Clinicians treating sleep-disordered breathing in children face numerous challenges, including diagnostic dilemmas and determining when to initiate therapy, as well as unique adherence challenges to mainstay treatment.
The session, Critical Updates in Pediatric Sleep-Disordered Breathing, on Monday, October 9, featured a panel of experts who discussed the challenges in diagnosing sleep-disordered breathing in pediatric patients, the growing utilization of novel therapies, and the increasing opportunity to use advanced technologies to optimize treatment.
Diagnosing sleep-disordered breathing
Maria Castro-Codesal, MD, PhD, Associate Professor in the Department of Pediatrics at the University of Alberta, opened the session with a review of current options for diagnosing sleep-disordered breathing in children and evolving criteria and guidelines on pediatric indications for therapy.
“[Patient] questionnaires and overnight oximetry seem sufficient to diagnose obstructive sleep apnea (OSA) in [patients who experience uncomplicated habitual snoring] prior to adenotonsillectomy; now, if there are comorbidities or patients who are less than 2 years of age, further testing might be necessary,” Dr. Castro-Codesal said.
It is less clear when to initiate positive airway pressure (PAP) therapy for these patients, but she said that symptomology is still the guiding principle.
“There is more evidence supporting that if you have symptoms and there is any kind of objective diagnostic testing that includes PCO2 monitoring, PAP therapy might be required,” she said. “There is also a rising body of literature suggesting that metabolic markers might be useful in monitoring PAP effectiveness.”
Treating persistent OSA
Refika Ersu, MD, Professor at the University of Ottawa and Director of the Sleep Laboratory and Home Ventilation Program at Children’s Hospital of Eastern Ontario, discussed current treatment options and the importance of a personalized approach to managing persistent OSA in children.
“The current treatment approach to children with OSA includes, as a first step, adenotonsillectomy in otherwise healthy children, but also children with obesity or other underlying complexity, such as Down syndrome,” Dr. Ersu said.
OSA, however, is a heterogeneous disorder, she noted, and a “one-size-fits-all” approach is no longer valid.

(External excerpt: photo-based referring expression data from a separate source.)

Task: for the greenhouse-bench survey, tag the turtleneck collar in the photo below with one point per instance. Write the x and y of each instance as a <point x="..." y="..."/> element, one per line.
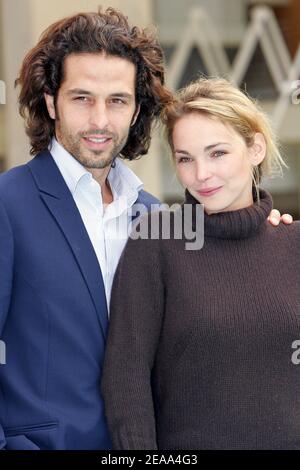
<point x="242" y="223"/>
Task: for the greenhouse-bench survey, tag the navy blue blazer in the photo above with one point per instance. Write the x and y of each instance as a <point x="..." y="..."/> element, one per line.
<point x="53" y="315"/>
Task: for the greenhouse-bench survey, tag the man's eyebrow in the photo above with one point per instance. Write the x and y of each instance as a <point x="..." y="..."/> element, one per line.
<point x="78" y="91"/>
<point x="122" y="94"/>
<point x="81" y="91"/>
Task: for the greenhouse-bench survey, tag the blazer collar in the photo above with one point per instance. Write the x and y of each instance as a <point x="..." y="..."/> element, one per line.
<point x="59" y="201"/>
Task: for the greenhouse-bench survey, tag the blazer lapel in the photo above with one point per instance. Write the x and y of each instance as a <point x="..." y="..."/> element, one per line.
<point x="59" y="200"/>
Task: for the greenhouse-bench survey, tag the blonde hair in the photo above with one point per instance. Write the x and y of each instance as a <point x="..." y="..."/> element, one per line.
<point x="219" y="98"/>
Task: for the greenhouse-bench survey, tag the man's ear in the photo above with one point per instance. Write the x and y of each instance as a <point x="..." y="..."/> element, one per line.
<point x="258" y="149"/>
<point x="136" y="113"/>
<point x="50" y="105"/>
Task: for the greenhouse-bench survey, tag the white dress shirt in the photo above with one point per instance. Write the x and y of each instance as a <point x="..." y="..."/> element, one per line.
<point x="108" y="226"/>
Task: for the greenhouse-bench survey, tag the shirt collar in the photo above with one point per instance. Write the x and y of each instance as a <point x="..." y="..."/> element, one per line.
<point x="122" y="180"/>
<point x="71" y="170"/>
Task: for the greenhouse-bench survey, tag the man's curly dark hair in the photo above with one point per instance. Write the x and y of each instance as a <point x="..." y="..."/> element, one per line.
<point x="107" y="31"/>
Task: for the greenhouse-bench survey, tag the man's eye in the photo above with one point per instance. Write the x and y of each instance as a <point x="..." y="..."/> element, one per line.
<point x="118" y="101"/>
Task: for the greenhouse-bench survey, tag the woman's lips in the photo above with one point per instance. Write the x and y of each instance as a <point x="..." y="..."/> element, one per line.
<point x="209" y="191"/>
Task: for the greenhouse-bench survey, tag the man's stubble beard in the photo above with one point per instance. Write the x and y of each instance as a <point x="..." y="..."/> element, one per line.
<point x="74" y="146"/>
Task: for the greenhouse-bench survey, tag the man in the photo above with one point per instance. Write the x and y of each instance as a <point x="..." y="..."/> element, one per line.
<point x="90" y="91"/>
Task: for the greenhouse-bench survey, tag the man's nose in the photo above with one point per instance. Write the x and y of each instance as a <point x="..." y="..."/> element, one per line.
<point x="99" y="116"/>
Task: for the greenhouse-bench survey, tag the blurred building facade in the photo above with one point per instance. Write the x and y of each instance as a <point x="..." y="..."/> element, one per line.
<point x="255" y="43"/>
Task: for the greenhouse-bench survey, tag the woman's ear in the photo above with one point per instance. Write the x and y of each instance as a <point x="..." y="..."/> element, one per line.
<point x="50" y="105"/>
<point x="258" y="149"/>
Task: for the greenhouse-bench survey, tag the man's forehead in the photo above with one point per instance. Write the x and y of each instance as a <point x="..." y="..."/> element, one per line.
<point x="98" y="68"/>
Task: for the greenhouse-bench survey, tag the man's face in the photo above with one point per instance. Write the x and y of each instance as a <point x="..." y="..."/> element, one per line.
<point x="95" y="107"/>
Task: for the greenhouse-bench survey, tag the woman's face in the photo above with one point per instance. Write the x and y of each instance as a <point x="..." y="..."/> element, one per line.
<point x="214" y="163"/>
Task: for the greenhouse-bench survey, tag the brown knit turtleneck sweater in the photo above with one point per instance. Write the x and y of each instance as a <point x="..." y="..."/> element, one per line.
<point x="199" y="353"/>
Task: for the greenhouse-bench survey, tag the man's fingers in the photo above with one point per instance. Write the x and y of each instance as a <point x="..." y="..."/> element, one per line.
<point x="287" y="219"/>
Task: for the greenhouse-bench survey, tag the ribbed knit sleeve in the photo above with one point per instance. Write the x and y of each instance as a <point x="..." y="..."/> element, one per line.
<point x="135" y="322"/>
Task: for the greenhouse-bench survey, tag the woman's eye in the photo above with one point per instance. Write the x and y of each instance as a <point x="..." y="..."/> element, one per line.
<point x="183" y="159"/>
<point x="218" y="153"/>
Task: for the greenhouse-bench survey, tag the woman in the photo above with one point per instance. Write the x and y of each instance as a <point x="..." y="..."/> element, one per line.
<point x="199" y="354"/>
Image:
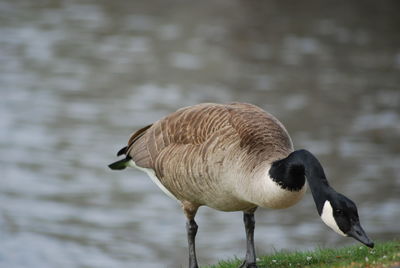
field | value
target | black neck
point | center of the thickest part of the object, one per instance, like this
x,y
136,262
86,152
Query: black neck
x,y
290,173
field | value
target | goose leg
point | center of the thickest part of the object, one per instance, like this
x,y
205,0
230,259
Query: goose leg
x,y
190,210
249,224
191,228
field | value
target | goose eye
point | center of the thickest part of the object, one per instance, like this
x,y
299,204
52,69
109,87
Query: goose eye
x,y
339,212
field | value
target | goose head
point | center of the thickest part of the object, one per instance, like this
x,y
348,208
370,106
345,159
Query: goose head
x,y
340,214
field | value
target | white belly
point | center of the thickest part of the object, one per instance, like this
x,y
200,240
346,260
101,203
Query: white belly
x,y
150,172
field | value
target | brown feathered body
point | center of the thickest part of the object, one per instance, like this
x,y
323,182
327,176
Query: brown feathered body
x,y
216,155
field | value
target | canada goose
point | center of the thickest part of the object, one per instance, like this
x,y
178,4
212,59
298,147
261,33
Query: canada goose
x,y
234,157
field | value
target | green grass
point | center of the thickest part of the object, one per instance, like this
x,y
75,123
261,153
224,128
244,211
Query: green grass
x,y
385,254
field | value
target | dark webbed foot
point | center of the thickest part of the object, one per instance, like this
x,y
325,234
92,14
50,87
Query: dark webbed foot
x,y
248,265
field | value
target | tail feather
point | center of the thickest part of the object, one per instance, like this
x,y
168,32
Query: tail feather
x,y
122,151
120,164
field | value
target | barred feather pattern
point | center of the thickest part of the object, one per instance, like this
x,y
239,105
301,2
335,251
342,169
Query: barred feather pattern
x,y
209,154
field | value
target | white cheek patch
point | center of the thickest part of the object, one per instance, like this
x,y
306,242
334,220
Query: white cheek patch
x,y
328,219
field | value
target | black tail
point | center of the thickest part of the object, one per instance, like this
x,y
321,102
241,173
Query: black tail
x,y
120,164
122,151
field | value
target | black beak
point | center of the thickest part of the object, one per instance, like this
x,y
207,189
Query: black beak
x,y
358,233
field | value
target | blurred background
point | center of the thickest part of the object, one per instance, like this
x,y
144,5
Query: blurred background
x,y
77,77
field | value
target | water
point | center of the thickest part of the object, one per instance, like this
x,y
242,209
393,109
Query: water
x,y
76,78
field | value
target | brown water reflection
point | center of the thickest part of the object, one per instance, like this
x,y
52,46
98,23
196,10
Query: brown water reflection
x,y
77,77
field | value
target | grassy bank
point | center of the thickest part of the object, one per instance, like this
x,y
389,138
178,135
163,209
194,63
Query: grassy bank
x,y
385,254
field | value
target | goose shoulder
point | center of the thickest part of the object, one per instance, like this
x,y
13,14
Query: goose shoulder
x,y
204,128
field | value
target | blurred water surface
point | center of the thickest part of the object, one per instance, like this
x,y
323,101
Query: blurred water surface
x,y
77,77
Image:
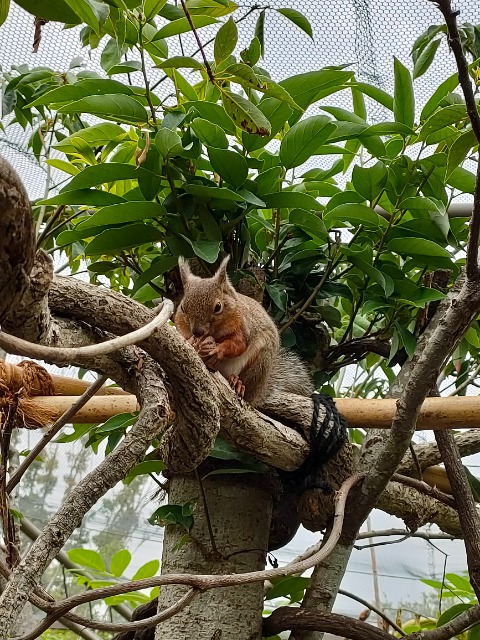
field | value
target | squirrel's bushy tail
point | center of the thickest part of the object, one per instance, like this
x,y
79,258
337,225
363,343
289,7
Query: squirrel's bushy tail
x,y
289,375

“Although current treatment options for persistent OSA in children are limited, with low efficacy and adherence, many new therapeutic strategies are in the pipeline,” she said. “And I just want to remind you, patient preferences and shared decision-making with families and children, for therapy, should be part of any personalized medicine approach.”
PAP therapy adherence
Rakesh Bhattacharjee, MD, Associate Professor in the Division of Respiratory Medicine and Chief of the Section of Sleep Medicine at the University of California, San Diego, talked about the challenge of PAP adherence in children and strategies to improve it.
“The definition of adherence is really based on [adults who use PAP]—this is CMS/Medicare criteria that you need to wear your PAP device for 4 hours or more for 70% of nights over a 30-day period, typically in the first 90 nights,” Dr. Bhattacharjee said. “It’s very specific, but this is what we’ve been using in the United States with regards to making decisions about continuing or withdrawing PAP therapy. But guess what, there is really no definition in pediatrics.”
There is a lack of studies looking at positive and negative factors associated with PAP adherence in children, he said, and the limited literature that is currently available is mainly based on case descriptions and anecdotal information.
“PAP adherence in children is quite variable,” he said. “Regular monitoring of [PAP device download data] can help troubleshoot and potentially optimize adherence. And I firmly believe that if we can be more scientific about offering behavioral therapy, that perhaps that would be the route to improve adherence.”
Hypoventilation management challenges
Iris A. Perez, MD, Associate Professor of Clinical Pediatrics at Keck School of Medicine of USC and Director of the Congenital Central Hypoventilation Syndrome and Diaphragm Pacing Program at Children’s Hospital Los Angeles, concluded the session with a discussion of the management challenges associated with congenital central hypoventilation syndrome (CCHS).
“Different phenotypes can actually impact our decisions about treatment options, as well as management plans,” Dr. Perez said, reiterating the need for an individualized and personalized approach.
Hypoventilation may not be the initial presentation; therefore, in these patients, she said, it’s important to continue with surveillance polysomnography, including CO2 monitoring to assess for the development of hypoventilation.
“OSA may be the initial presentation and may actually obscure the diagnosis of CCHS and may delay identification of these patients,” she said. “And it is important, because CCHS has an autosomal-dominant pattern of inheritance, to pursue comprehensive genetic testing, not only on the patient but also on family members.”